El 'boom' latinoamericano
Nueva York, 1998. El martillo sonó en la casa de subastas Christie's con una suma que entonces parecía exorbitante: 6.000 dólares. Hasta entonces ningún norteamericano daba un céntimo por un brasileño desconocido llamado Helio Oiticica, autor de una obra de nombre incomprensible: Metaesquema. Desde ese año, sin embargo, ese nombre quedaría en el recuerdo. Hoy su trabajo no se encuentra por menos de 150.000 dólares.
Detrás de ese despertar estaba una colombiana llamada Ana Sokoloff. Venía de la academia, de ser curadora, de escribir, pero la idea de abrir un espacio para el arte latinoamericano en la tradicional casa de subastas le resultaba seductora. Por eso no dudó en poner sobre la mesa obras fundamentales de la historia del arte latinoamericano pero que en Estados Unidos eran desconocidas o, a lo sumo, solo habían llegado a la comunidad latina. Aunque importantes galerías como el Museo del Barrio, en la Gran Manzana, seguían siendo de nicho. Todavía se hablaba español y el mercado exigía que se cambiara de lengua.
El panorama actual confirma el acierto. En Estados Unidos ya no son rarezas los trabajos de nombres clave como Jesús Soto, de Venezuela, o Lygia Clark, Mira Schendel, Cildo Meireles y Vik Muñiz, de Brasil. "Cómo será lo que ha pasado en 10 años, que ya a Doris Salcedo o a Francis Al¿s no los presentamos en el departamento de arte latinoamericano de Christie's, sino en el de arte contemporáneo mundial", dice Ana Sokoloff.

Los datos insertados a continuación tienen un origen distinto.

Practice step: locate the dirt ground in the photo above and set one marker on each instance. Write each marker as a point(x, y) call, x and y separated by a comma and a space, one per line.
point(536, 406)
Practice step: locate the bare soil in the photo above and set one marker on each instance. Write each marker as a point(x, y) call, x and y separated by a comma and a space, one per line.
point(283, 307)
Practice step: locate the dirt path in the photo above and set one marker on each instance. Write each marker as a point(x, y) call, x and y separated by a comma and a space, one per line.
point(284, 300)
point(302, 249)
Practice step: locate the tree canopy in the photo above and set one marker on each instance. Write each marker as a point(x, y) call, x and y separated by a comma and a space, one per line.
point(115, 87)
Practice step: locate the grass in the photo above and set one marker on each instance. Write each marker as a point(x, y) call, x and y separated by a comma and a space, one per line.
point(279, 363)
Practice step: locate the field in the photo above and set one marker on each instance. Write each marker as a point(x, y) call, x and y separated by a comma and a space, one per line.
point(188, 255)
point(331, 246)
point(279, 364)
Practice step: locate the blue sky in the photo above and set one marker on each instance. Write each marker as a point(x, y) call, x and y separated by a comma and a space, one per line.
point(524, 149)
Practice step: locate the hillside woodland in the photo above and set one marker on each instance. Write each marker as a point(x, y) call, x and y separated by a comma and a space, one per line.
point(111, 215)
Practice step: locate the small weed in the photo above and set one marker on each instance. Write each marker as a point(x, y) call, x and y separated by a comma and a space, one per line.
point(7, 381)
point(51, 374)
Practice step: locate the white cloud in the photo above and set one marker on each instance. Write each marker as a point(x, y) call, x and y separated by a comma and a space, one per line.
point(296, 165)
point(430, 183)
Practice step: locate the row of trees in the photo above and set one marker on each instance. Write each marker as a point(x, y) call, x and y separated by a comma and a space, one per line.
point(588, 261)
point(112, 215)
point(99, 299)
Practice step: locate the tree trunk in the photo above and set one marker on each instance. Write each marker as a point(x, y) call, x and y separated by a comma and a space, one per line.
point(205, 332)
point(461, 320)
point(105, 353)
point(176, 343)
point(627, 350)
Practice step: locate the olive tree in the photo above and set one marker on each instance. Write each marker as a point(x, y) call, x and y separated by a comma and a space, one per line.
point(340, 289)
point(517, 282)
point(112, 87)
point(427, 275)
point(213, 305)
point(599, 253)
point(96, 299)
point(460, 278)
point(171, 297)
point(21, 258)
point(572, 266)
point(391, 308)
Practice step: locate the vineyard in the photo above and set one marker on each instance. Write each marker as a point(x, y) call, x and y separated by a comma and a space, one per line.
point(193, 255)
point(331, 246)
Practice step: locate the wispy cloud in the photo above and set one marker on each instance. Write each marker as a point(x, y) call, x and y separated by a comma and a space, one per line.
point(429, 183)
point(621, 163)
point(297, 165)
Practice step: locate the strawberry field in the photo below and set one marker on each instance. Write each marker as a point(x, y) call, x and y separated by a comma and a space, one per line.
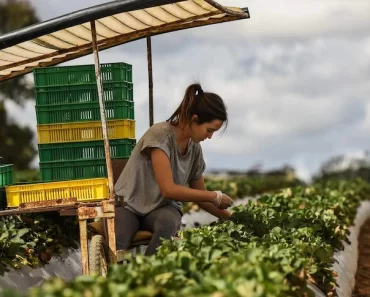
point(273, 246)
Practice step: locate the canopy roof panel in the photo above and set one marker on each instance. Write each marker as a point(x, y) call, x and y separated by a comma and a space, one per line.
point(118, 22)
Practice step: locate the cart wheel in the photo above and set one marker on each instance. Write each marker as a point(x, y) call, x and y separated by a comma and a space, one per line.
point(97, 257)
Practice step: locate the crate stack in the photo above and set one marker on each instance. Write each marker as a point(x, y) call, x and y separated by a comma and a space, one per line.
point(6, 179)
point(69, 130)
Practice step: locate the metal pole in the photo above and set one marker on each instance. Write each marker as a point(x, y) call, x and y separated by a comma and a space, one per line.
point(150, 78)
point(112, 195)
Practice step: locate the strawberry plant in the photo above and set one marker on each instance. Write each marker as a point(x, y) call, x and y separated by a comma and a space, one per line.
point(268, 248)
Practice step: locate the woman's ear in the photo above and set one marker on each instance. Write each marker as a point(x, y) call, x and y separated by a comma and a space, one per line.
point(194, 118)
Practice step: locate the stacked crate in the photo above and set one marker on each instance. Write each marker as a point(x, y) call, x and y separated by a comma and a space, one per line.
point(6, 178)
point(70, 139)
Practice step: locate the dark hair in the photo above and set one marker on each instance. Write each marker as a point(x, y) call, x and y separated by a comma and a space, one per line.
point(207, 106)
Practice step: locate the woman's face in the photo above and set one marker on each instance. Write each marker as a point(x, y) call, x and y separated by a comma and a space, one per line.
point(200, 132)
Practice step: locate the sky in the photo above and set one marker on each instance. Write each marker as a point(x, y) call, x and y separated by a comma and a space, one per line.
point(295, 79)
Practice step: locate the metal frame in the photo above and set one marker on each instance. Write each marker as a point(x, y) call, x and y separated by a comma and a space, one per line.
point(104, 209)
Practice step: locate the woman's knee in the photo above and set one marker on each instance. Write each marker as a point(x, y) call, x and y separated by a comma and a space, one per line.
point(167, 225)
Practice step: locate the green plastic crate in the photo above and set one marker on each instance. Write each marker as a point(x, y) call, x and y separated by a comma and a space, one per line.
point(81, 74)
point(82, 112)
point(88, 93)
point(6, 175)
point(70, 170)
point(3, 203)
point(73, 151)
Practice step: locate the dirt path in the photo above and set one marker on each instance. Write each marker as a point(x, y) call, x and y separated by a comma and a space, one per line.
point(362, 284)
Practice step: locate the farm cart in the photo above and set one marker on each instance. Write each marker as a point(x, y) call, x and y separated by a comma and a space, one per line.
point(88, 31)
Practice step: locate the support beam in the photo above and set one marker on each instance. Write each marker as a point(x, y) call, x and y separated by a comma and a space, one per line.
point(150, 79)
point(112, 195)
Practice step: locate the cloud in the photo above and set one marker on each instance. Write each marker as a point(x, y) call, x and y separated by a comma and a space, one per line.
point(294, 78)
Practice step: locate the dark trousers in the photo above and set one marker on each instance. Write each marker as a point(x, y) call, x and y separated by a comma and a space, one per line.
point(163, 222)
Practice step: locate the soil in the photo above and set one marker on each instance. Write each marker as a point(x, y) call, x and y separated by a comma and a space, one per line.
point(362, 281)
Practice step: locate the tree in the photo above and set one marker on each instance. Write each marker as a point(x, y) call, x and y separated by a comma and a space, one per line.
point(15, 142)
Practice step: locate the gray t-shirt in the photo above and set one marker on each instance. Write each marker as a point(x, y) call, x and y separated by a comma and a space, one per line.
point(137, 183)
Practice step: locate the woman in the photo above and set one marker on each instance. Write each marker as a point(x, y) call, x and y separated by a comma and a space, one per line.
point(165, 160)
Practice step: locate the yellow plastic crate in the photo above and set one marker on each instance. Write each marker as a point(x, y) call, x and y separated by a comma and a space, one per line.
point(84, 131)
point(85, 190)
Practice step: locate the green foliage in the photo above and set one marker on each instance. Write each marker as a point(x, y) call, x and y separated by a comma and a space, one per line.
point(270, 247)
point(240, 187)
point(16, 142)
point(30, 239)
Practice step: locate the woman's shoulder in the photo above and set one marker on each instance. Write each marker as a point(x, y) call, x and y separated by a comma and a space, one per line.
point(159, 130)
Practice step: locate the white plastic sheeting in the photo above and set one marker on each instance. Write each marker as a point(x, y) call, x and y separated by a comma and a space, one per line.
point(68, 265)
point(347, 266)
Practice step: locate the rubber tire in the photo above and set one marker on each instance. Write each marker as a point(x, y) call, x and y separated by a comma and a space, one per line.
point(97, 256)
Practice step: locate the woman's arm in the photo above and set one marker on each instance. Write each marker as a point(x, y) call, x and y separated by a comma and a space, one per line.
point(163, 174)
point(209, 207)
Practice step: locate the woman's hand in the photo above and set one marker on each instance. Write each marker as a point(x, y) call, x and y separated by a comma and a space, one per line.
point(222, 201)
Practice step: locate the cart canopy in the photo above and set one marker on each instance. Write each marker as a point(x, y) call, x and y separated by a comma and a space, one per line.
point(69, 37)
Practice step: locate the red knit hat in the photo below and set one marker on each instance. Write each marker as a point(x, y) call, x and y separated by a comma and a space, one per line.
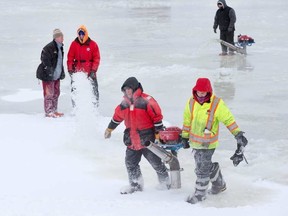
point(203, 85)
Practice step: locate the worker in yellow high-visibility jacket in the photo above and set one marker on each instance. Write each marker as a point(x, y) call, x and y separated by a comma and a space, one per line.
point(202, 115)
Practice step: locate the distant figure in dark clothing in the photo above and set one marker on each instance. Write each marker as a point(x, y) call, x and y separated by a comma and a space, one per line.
point(225, 18)
point(51, 71)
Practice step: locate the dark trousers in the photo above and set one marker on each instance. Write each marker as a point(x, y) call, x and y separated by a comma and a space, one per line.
point(51, 92)
point(228, 37)
point(206, 171)
point(204, 165)
point(94, 84)
point(133, 159)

Ese contexto favorable permite entender por qué la Feria de Arte de Bogotá, ArtBo, organizada por la Cámara de Comercio desde 2005, apunta a competir en prestigio con la Feria Internacional de Arte de São Paulo, la Zona Maco de México, la ArteBa de Buenos Aires o incluso con la Art Basel Miami.
La reputación del evento -que este año se celebrará en Corferias entre el 22 y el 26 de octubre- también se debe a que Colombia tiene en Fernando Botero un representante de talla mundial y a la madurez que han alcanzado artistas como Doris Salcedo, Óscar Muñoz, Miguel Ángel Rojas o José Alejandro Restrepo, hechos que atraen a posibles inversionistas extranjeros e impulsan a las generaciones más recientes a consolidar sus propuestas.

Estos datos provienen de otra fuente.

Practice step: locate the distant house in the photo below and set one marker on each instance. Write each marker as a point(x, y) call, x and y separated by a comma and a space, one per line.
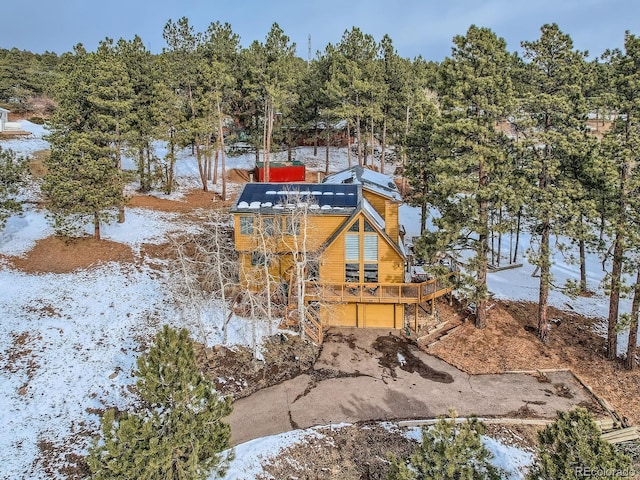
point(293, 171)
point(4, 118)
point(356, 273)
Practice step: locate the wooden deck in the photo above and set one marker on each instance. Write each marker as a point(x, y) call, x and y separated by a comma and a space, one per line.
point(407, 293)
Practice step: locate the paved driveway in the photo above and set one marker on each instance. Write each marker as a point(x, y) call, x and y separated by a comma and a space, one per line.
point(364, 375)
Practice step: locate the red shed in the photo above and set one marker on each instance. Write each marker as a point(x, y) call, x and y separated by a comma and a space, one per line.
point(281, 172)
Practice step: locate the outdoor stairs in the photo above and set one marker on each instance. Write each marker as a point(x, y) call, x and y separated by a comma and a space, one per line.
point(311, 324)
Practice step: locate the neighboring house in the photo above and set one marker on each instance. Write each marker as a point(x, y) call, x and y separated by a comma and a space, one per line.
point(4, 118)
point(346, 233)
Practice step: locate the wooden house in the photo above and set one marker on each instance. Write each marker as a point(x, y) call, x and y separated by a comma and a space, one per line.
point(346, 235)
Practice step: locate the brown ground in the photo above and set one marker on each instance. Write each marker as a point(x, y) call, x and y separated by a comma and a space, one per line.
point(59, 255)
point(192, 200)
point(509, 343)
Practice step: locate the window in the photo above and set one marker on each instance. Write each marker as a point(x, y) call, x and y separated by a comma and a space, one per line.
point(258, 258)
point(371, 247)
point(371, 273)
point(292, 226)
point(352, 272)
point(368, 227)
point(313, 270)
point(352, 247)
point(246, 225)
point(268, 226)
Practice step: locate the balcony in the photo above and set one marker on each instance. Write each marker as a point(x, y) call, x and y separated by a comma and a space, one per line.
point(407, 293)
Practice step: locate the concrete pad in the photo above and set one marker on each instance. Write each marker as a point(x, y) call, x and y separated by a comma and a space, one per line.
point(370, 375)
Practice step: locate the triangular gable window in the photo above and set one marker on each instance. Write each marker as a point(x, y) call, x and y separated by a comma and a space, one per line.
point(368, 227)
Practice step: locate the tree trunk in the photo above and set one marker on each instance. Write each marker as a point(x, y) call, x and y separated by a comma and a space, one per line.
point(483, 219)
point(216, 159)
point(326, 157)
point(499, 235)
point(223, 155)
point(384, 144)
point(515, 249)
point(583, 266)
point(359, 139)
point(201, 168)
point(616, 268)
point(315, 139)
point(614, 297)
point(543, 299)
point(633, 328)
point(423, 217)
point(349, 145)
point(96, 226)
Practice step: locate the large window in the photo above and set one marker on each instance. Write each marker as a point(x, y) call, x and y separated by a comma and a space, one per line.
point(268, 226)
point(361, 265)
point(258, 258)
point(292, 226)
point(371, 273)
point(352, 272)
point(352, 247)
point(246, 225)
point(371, 247)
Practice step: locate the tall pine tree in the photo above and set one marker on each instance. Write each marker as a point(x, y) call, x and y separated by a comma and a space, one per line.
point(555, 110)
point(179, 434)
point(83, 181)
point(476, 93)
point(621, 147)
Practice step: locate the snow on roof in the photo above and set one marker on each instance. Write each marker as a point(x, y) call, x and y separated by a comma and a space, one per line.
point(272, 196)
point(370, 179)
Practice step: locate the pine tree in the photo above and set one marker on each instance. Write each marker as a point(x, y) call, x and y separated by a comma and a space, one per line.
point(13, 171)
point(476, 93)
point(351, 84)
point(180, 433)
point(83, 181)
point(555, 110)
point(572, 448)
point(619, 153)
point(449, 451)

"Los artistas colombianos cada día participan más en eventos internacionales de gran relevancia -asegura Catalina Casas, directora de Casas Riegner-. Tres fueron elegidos para la Bienal de Venecia de 2007; hoy en la Bienal de Mercosur participan varios artistas nacionales; al menos ocho estuvieron en la muestra Younger than Jesus del New Museum en Nueva York; y artistas jóvenes como Mateo López y Gabriel Sierra están siendo adquiridos por importantes coleccionistas extranjeros".